Last night we released version 0.95. It doesn't add any new feature, yet it is an important milestones because this version has reached the zero-known-bug stage for the parser & code generation engine. We are quickly fixing all the known problems in the support library and are getting closer to the official 1.0 release.
The new parser & code generator is truly as sophisticated as it can possibly be. Here's a little example of what version 0.95 is able to do.
Consider the following statements:
Dim tw As New TextboxWrapper
tw.FieldBox = Form1.Text1 ' where FieldBox is defined in TextboxWrapper.cls as a property that takes and returns a TextBox control
According to standard VB6 rules, the lack of the SET keyword should imply that you are assigning the default Text property of Form1.Text1 to the default Text property of the control referenced by the FieldBox property. As a matter of fact, the Upgrade Wizard that comes with Visual Studio (as well as previous versions of VB Migration Partner) translate the above assignment as follows:
tw.FieldBox.Text = Form1.Text1.Text
However, one of our beta testers discovered the following undocumented VB6 behavior: if the FieldBox is (mistakenly) defined by means of a Property Let procedure (instead of Property Set), then VB6 performs an object reference assignment even if the SET keyword has been omitted. Never head of it previously! However, we want to promote VB Migration Partner as a "It just works!" code migrator, therefore we decided to emit VB.NET code that perfectly mimics the original VB6 behavior:
tw.FieldBox = Form1.Text1 ' in VB.NET this is an object assignment
I am not mentioning this feature because I think it will be of interested to many VB Migration Partner users, but only to emphasize that our code translator is easily the most sophisticated you can find anywhere...
Together with version 0.95 we are releasing a new code sample, named Cool ProgressBar.
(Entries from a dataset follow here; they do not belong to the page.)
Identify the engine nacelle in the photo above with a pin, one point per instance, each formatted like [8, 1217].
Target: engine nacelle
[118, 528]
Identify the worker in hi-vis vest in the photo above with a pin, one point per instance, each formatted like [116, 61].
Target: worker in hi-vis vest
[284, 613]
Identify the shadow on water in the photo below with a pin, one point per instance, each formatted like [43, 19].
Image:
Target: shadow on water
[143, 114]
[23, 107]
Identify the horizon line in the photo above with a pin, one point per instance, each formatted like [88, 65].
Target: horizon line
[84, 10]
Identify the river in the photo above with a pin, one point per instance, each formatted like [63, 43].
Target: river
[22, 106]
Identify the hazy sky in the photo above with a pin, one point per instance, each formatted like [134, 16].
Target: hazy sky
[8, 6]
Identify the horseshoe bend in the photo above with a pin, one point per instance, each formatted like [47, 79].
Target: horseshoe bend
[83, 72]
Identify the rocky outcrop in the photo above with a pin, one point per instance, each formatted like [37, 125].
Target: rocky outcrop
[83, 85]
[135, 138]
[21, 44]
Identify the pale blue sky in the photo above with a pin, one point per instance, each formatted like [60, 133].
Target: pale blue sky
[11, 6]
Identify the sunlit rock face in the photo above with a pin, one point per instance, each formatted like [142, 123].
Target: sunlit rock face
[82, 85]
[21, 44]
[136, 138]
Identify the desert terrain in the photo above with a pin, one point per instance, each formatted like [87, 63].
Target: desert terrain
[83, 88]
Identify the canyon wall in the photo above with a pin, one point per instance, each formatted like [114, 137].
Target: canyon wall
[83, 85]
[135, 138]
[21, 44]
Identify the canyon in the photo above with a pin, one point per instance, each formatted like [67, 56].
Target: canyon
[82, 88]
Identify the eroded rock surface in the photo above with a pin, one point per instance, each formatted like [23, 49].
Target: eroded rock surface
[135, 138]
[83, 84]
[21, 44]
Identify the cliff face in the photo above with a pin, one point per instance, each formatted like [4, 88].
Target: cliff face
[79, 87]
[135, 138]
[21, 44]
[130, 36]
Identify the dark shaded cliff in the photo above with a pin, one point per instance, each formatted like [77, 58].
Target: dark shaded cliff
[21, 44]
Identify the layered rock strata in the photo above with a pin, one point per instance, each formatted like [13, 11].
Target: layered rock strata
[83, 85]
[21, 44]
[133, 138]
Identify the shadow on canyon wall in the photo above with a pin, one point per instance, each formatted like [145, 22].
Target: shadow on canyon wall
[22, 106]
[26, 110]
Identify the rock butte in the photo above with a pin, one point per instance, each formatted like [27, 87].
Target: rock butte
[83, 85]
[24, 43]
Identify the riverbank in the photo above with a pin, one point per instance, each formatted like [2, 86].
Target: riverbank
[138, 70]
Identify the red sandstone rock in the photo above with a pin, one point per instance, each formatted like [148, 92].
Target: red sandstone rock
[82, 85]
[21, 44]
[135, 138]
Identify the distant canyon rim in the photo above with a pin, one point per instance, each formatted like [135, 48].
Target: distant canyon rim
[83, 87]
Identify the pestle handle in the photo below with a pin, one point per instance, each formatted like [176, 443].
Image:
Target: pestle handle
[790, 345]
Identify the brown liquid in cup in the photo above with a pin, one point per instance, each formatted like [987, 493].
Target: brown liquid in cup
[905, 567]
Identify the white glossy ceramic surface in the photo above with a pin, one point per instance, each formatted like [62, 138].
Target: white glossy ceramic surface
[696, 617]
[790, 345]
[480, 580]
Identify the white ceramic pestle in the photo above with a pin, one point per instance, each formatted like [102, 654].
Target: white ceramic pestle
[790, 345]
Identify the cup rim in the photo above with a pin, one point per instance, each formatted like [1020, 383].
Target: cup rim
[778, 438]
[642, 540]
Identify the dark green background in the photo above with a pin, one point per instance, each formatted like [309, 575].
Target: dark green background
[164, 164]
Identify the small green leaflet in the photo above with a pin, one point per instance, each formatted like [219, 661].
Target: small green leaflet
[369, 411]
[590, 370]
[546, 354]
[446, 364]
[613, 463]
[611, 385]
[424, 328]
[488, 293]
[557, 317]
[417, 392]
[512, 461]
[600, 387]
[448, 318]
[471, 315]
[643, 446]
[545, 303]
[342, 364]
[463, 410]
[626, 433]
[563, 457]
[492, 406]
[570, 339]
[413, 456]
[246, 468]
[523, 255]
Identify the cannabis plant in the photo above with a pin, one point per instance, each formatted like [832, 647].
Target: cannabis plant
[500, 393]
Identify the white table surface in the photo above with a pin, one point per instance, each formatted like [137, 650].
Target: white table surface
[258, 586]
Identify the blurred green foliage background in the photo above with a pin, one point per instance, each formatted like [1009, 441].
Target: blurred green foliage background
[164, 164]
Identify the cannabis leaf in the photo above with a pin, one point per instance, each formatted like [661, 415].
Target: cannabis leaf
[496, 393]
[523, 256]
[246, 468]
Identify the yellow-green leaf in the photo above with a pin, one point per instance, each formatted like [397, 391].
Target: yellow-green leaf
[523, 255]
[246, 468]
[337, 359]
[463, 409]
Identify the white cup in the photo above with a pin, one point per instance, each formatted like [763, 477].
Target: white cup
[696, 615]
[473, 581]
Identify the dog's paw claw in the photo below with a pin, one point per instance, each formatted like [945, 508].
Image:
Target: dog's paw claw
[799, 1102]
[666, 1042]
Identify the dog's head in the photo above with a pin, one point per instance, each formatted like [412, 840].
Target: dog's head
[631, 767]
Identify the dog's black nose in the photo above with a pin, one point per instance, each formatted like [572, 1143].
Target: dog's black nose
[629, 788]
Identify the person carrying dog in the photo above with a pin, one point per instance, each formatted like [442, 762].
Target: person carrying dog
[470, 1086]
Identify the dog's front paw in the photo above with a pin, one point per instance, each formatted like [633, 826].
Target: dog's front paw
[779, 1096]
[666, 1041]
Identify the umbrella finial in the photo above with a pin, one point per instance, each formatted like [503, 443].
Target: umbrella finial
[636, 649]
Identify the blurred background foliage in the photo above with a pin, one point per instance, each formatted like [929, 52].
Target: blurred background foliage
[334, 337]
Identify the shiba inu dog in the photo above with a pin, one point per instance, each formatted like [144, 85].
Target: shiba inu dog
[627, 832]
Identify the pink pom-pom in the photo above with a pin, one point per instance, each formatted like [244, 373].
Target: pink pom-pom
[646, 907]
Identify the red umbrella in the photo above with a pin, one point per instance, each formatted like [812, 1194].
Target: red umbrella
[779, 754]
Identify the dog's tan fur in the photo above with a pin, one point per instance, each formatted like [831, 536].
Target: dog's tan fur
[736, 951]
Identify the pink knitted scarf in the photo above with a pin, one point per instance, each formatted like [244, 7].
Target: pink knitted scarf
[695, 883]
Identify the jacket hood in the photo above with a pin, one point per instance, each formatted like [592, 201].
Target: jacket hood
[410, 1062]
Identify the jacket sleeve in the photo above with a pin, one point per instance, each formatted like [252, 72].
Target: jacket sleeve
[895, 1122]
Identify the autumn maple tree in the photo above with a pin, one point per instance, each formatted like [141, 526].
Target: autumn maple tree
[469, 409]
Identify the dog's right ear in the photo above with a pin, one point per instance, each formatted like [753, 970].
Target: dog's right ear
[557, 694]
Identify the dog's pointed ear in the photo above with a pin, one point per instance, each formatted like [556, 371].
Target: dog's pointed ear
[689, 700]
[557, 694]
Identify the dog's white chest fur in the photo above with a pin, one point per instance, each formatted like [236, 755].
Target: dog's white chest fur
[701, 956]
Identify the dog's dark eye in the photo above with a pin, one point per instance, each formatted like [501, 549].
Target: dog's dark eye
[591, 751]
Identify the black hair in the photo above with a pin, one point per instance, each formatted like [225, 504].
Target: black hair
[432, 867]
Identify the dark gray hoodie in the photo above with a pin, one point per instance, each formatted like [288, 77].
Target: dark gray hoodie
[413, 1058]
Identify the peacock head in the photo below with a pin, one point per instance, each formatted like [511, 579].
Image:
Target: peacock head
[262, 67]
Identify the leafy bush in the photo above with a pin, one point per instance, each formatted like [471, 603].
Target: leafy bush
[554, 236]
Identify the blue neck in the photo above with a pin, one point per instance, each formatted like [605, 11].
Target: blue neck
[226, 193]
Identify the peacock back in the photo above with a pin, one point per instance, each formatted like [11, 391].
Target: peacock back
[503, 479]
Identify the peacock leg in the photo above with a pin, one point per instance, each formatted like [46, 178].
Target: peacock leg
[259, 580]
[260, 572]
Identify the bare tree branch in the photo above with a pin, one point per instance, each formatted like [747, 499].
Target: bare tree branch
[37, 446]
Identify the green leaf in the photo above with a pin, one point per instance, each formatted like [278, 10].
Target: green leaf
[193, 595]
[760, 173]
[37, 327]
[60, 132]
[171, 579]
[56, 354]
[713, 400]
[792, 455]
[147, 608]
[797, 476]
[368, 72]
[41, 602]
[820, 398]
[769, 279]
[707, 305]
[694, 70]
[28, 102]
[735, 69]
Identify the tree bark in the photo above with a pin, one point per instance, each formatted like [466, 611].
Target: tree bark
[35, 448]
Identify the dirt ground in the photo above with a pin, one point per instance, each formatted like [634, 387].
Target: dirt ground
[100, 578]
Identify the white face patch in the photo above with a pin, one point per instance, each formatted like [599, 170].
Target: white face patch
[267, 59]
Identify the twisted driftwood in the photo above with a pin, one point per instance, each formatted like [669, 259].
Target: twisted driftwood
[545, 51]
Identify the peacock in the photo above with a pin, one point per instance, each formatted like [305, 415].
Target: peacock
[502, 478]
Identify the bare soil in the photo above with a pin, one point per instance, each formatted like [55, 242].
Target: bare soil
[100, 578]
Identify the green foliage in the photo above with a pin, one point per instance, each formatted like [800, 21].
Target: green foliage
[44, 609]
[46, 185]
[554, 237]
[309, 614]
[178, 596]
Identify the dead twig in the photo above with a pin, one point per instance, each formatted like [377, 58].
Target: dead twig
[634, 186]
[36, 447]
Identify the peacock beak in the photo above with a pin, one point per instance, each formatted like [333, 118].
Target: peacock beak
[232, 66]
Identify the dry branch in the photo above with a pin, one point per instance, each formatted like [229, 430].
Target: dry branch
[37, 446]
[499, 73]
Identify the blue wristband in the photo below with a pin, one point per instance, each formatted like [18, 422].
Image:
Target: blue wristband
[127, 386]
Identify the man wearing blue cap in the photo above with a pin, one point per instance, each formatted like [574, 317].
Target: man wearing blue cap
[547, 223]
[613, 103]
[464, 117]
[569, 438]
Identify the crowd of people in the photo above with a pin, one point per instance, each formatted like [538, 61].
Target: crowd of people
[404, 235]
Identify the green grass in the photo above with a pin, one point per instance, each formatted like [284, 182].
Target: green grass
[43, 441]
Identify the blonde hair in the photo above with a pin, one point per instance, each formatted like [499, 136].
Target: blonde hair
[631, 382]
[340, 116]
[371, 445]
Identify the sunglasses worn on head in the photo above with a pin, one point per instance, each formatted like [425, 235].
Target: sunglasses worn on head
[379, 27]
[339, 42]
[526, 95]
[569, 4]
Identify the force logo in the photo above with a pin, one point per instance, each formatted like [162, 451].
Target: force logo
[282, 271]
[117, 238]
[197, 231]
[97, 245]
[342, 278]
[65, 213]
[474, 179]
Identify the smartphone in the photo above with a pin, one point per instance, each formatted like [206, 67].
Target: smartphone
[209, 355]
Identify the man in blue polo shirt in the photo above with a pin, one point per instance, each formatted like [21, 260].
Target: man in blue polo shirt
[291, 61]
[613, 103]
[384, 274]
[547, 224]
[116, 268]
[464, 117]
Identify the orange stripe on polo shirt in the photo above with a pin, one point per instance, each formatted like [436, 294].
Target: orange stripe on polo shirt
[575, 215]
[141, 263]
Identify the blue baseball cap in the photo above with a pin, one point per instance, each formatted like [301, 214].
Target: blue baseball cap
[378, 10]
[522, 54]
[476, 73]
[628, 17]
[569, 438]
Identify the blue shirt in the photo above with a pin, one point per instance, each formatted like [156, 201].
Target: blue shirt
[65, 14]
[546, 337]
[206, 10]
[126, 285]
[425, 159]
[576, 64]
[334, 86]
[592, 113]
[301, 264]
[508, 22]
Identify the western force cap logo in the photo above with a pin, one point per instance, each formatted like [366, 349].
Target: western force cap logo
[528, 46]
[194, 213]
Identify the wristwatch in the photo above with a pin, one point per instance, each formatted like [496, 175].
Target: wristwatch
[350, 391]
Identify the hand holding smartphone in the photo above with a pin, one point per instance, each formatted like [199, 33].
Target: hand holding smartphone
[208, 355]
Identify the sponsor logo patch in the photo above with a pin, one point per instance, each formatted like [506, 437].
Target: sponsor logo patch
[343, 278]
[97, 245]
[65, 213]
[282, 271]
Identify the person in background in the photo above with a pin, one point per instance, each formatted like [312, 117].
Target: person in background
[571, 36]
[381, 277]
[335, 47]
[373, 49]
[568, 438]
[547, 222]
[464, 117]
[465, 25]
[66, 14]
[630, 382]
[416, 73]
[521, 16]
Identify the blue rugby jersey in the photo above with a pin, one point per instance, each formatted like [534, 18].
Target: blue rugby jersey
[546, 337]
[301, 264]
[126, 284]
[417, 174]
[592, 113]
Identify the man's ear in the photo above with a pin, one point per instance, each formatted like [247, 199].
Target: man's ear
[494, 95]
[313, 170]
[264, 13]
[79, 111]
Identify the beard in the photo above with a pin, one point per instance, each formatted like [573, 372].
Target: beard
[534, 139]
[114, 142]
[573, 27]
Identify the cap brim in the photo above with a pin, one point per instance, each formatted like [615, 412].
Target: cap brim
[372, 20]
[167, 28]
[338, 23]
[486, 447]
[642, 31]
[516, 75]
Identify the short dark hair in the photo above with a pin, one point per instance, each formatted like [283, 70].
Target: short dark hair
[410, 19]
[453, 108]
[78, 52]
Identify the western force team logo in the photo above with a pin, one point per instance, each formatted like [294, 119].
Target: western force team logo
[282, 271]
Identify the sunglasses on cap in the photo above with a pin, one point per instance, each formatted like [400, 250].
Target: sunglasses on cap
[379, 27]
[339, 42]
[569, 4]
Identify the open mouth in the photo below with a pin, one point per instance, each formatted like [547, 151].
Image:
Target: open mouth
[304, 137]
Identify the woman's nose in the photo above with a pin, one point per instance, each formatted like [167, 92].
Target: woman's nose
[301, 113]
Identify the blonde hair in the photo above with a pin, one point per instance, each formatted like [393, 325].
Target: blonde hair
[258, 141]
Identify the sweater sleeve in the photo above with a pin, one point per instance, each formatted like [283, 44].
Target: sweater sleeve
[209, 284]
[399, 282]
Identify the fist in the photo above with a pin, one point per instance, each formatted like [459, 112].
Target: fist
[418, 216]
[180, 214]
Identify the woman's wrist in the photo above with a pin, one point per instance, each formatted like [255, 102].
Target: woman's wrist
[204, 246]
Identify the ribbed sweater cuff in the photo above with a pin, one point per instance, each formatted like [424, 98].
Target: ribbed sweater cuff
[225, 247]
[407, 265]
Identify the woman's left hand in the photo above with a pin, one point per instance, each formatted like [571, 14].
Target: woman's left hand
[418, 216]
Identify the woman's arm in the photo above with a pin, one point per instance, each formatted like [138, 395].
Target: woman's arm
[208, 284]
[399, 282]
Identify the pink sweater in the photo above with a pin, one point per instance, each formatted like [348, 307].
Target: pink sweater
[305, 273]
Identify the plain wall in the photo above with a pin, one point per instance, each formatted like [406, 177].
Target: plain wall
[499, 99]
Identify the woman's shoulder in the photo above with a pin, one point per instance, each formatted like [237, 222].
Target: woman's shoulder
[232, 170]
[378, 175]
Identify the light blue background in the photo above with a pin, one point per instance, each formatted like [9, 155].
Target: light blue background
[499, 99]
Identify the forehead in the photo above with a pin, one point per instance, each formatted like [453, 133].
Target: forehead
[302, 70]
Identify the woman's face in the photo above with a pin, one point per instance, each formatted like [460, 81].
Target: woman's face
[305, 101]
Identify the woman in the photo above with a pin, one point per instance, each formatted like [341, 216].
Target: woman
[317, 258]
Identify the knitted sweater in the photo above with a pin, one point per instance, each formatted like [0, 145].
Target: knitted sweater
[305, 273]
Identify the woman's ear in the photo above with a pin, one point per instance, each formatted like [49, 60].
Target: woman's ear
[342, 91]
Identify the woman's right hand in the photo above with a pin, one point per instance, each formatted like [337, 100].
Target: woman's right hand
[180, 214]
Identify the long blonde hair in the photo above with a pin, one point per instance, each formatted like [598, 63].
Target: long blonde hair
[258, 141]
It's a custom control written in VB6 which, as its name implies,
implements a better, eye-catching progress bar, with gradient colors
and other intriguing features. It's a nontrivial piece of code that
uses a lot of Windows API and GDI programming, yet it took us just a
few minutes (and 4 pragmas) to migrate it correctly to VB.NET. Even if
you don't care about VB Migration Partner, you can download the code
sample to see how those features were implemented and - if you wish -
use this new control in your .NET apps.